Moderate (1.21–4%) or severe (>4%) eosinophilia was present in the majority of participants, with rates of 157/539 (29.1%) and 331/539 (61.4%), respectively. Among the participants infected with S. stercoralis, 84 of 94 (88.4%) had severe eosinophilia and the remaining 10 had moderate (7/94) or mild (3/94) eosinophilia.

Discussion

Our study showed the prevalence of S. stercoralis infection to be 17.4% as detected by APC and DFS on a single stool test in a rural area of the Gisagara District, Southern Province, Rwanda, where people largely work in riverside rice fields and without shoes. The modified Koga APC technique increased the diagnostic yield 9-fold (1.9% to 17.4%) compared with DFS on a single stool sample. As DFS is currently the only diagnostic test usually used in Rwandan laboratories, this points to a high rate of missed diagnosis of S. stercoralis in routine clinical practice in Rwanda. The prevalence of other STHs was 12.8% and there was no significant correlation between any other helminth and S. stercoralis. Among seven participants (1.3%) diagnosed with HIV infection, none had S. stercoralis, but the infrequency of HIV in the study population made drawing any conclusions difficult.

This study on the prevalence of S. stercoralis infection using multiple diagnostic methods is the first of its type conducted in Rwanda. It was a prospective, cross-sectional study conducted in a well-characterized community population considered to be at an increased risk. In addition, APC can be considered among other gold standard methods to detect active S. stercoralis infection and showed a much higher prevalence than would have been detected with DFS alone, as has been previously reported elsewhere.[7,9] Since APC is a simple and cheap technique that requires only materials that are readily available in laboratories in resource-poor settings, the study also demonstrates the possibility that pragmatic use of the APC could increase the diagnostic yield for Strongyloides in Rwanda and other similar resource-poor settings.

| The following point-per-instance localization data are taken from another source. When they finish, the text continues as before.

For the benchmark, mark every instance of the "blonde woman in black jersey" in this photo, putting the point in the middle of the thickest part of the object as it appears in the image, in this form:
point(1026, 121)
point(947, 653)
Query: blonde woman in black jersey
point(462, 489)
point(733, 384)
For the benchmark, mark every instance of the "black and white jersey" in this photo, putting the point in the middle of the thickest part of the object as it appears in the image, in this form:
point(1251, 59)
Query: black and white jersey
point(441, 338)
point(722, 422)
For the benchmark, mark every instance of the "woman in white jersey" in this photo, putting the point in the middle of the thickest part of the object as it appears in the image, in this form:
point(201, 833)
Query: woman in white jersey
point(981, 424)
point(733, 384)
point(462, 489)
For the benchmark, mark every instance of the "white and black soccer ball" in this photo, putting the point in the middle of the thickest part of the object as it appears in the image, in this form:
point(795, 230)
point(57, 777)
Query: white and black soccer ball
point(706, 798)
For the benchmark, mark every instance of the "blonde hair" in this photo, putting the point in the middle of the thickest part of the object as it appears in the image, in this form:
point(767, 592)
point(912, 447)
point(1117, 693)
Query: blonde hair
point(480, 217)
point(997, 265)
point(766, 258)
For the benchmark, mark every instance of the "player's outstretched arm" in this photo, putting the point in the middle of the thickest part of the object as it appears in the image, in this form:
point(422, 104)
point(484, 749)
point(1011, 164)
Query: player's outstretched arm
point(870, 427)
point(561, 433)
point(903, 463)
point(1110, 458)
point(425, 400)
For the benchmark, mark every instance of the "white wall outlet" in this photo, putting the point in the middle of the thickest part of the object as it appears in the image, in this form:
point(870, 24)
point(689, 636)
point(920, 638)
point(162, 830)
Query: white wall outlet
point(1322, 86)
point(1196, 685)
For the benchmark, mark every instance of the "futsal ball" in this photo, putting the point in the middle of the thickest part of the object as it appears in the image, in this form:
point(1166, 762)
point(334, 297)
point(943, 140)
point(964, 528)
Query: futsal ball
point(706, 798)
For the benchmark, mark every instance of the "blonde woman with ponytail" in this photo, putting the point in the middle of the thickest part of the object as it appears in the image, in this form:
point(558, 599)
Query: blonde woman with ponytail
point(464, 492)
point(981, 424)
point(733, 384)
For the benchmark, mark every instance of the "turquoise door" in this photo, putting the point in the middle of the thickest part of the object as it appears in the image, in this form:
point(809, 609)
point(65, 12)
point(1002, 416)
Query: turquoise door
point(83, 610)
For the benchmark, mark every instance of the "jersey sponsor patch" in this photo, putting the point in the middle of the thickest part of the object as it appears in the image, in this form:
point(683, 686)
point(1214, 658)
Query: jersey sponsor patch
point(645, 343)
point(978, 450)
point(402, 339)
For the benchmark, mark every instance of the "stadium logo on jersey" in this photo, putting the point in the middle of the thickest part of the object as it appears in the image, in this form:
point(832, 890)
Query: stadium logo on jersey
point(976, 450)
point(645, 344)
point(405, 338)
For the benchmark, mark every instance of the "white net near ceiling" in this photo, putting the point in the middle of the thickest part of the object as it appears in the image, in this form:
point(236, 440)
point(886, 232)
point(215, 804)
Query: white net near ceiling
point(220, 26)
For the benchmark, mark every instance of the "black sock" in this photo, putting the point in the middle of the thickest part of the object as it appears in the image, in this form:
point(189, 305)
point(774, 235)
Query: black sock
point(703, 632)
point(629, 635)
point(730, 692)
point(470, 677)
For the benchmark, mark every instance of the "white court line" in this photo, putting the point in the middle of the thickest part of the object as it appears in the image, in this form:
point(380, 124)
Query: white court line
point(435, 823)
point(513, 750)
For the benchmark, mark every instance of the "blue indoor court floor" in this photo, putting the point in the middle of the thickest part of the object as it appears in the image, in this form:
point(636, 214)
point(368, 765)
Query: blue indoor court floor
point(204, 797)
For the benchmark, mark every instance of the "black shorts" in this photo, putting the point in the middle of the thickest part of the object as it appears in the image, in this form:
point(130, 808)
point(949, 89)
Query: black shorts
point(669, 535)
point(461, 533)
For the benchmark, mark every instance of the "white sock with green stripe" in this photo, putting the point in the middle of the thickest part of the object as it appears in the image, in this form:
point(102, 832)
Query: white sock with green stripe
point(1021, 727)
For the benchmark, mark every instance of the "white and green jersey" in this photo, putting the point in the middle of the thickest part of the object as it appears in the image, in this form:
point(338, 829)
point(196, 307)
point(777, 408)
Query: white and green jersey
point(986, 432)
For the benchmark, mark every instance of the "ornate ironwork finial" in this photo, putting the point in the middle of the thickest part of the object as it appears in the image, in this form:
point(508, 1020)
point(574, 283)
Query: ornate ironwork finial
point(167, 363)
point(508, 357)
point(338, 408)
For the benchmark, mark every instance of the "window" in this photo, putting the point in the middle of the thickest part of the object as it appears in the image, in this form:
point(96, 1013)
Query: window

The prevalence observed in our study population is high and concordant with other cross-sectional studies performed in sub-Saharan Africa,[7,10] although even higher rates have been reported from several studies in at-risk populations from Southeast Asia.[11,12] Variations in reported prevalence are likely to be due to the intersection of multiple factors, including different sampling methods (at-risk vs. cross-sectional surveying) and the number of stool samples and simultaneous diagnostic methods used (one to three samples and two to three methods), as well as true differences in population prevalence. Even within our study, the sector of origin was a potent predictor of S. stercoralis infection, pointing to probable true prevalence variability even within relatively small geographic areas; more research is clearly required to define this.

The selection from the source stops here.